Maps created by Grant Pezeshki, NYC Department of Health and Mental Hygiene
Building on the NYCCAS work, we recently obtained an EPA STAR grant, in collaboration with colleagues at West Harlem Environmental Action (WE Act), Summit Research Associates (SRA), Harvard School of Public Health (HSPH) and New York University (NYU). This study examines spatial correlations among urban social stressors – such as housing violations, poor access to medical care, and noise disruption (these examples shown below) -- and associations with air pollution exposures across NYC. The combination of unique data available on intra-urban variation in air pollution exposures, and extensive data on social stressors and respiratory hospitalizations, provides the unique opportunity to examine spatial correlations across multiple exposures, and differential susceptibility to air pollution by social stressors, across a large and diverse U.S. city.

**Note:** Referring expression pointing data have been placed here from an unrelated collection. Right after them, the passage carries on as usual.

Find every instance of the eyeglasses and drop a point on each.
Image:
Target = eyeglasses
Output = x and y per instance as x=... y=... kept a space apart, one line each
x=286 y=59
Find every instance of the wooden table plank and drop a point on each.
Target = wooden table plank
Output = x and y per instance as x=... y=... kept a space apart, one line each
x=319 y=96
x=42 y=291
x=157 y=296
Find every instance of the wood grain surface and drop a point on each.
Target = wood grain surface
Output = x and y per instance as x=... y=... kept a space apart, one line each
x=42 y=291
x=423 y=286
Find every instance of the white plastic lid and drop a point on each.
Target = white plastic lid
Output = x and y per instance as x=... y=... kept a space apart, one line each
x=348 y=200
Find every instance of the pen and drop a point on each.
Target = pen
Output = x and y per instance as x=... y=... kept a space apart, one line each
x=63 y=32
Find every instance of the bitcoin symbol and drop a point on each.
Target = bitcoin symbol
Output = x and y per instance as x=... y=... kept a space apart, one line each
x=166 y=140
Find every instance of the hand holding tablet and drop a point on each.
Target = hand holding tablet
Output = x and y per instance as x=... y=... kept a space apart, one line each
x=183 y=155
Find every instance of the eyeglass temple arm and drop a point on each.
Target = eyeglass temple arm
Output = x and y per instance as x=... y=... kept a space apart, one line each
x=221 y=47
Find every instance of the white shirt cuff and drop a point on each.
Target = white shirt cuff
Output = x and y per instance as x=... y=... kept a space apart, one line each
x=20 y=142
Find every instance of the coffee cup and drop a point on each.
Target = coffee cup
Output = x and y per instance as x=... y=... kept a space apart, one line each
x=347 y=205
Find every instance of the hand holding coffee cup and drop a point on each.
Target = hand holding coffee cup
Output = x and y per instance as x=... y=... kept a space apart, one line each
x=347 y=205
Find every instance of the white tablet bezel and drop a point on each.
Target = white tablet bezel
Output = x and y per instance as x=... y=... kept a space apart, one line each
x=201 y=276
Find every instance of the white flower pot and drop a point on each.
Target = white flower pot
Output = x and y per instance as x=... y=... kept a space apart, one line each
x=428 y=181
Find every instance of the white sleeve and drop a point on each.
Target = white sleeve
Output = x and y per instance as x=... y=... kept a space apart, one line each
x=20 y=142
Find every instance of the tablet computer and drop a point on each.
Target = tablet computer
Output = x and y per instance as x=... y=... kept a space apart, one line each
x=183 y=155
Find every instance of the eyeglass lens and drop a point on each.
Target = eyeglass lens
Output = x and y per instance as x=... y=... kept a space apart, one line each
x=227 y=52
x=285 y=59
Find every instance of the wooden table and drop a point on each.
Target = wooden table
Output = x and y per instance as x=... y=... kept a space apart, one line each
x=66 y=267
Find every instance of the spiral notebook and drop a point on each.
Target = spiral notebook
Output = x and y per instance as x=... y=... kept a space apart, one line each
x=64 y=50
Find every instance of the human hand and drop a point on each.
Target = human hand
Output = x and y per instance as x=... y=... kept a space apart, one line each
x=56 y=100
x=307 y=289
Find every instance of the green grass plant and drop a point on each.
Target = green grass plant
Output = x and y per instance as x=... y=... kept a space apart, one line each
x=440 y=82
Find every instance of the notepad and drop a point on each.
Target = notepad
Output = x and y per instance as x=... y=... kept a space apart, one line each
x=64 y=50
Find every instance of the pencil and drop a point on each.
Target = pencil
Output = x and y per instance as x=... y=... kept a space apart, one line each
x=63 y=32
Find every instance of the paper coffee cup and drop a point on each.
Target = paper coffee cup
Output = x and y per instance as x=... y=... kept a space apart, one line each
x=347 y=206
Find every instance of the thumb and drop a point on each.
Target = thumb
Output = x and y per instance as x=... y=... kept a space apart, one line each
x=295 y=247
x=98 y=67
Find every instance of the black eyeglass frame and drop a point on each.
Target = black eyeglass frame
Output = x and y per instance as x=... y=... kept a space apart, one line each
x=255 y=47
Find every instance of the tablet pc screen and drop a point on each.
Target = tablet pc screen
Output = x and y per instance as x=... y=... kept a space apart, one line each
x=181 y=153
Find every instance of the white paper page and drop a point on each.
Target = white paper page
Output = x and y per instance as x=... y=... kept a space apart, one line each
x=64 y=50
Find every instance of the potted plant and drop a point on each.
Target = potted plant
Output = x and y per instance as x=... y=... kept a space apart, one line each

Maps created by Jessie L. Carr, University of Pittsburgh and NYC Department of Health and Mental Hygiene
Preliminary analyses from the EPA STAR work suggest that social stressors are not uniformly distributed across urban communities, and are not consistently spatially correlated with poverty. Likewise, social stressors do not uniformly track with air pollution, as several high air pollution neighborhoods do not display high values in these susceptibility-related social stressors (and vice-versa). Finally, preliminary analyses suggest that patterns of childhood hospitalizations for asthma across NYC may track more closely with indicators of susceptibility (stressors) than with ambient air pollution. Looking forward, we will conduct focus groups and a citywide survey to begin to validate common indicators community stressors and understand their relationship with individual-level stress experience.
To illustrate the possible relationship among chronic stressors, pollution, and asthma, we show the three maps below. Note that neighborhoods with high rates of emergency department visits for childhood asthma (in map 3) may be those with a combination of air pollution (map 1) and stressors/ susceptibility factors (map 2)
Maps created by Grant Pezeshki and Jessie L. Carr, University of Pittsburgh and NYC Department of Health and Mental Hygiene
Finally, I have a recently-awarded K-01 from NIOSH, which is designed to explore potential synergies between social and physical exposures in occupational settings, by focusing on noise as a chronic workplace stressors and consequent susceptibility to workplace airborne contaminant exposures. This work is being performed as part of the Alcoa Aluminum Manufacturer’s study, in collaboration with colleagues at Yale, Berkeley, and Stanford. We have been working together for over three years to understand health effects of workplace contaminants and job strain across 51,000 blue- and white-collar U.S. aluminum manufacturing employees.
As a new faculty member at Pitt, I am looking forward to developing new studies on the grounds here in Pittsburgh, and learning from new colleagues in this rich intellectual environment. Notably, with Fernando Holguin, M.D., and colleagues at UPMC, we are requiting a new cohort of asthmatic children living in and around Braddock, PA. We hope to better understand patterns of asthma exacerbation in this community, as influenced by both environmental and social factors, towards improving children’s health and well-being in this community.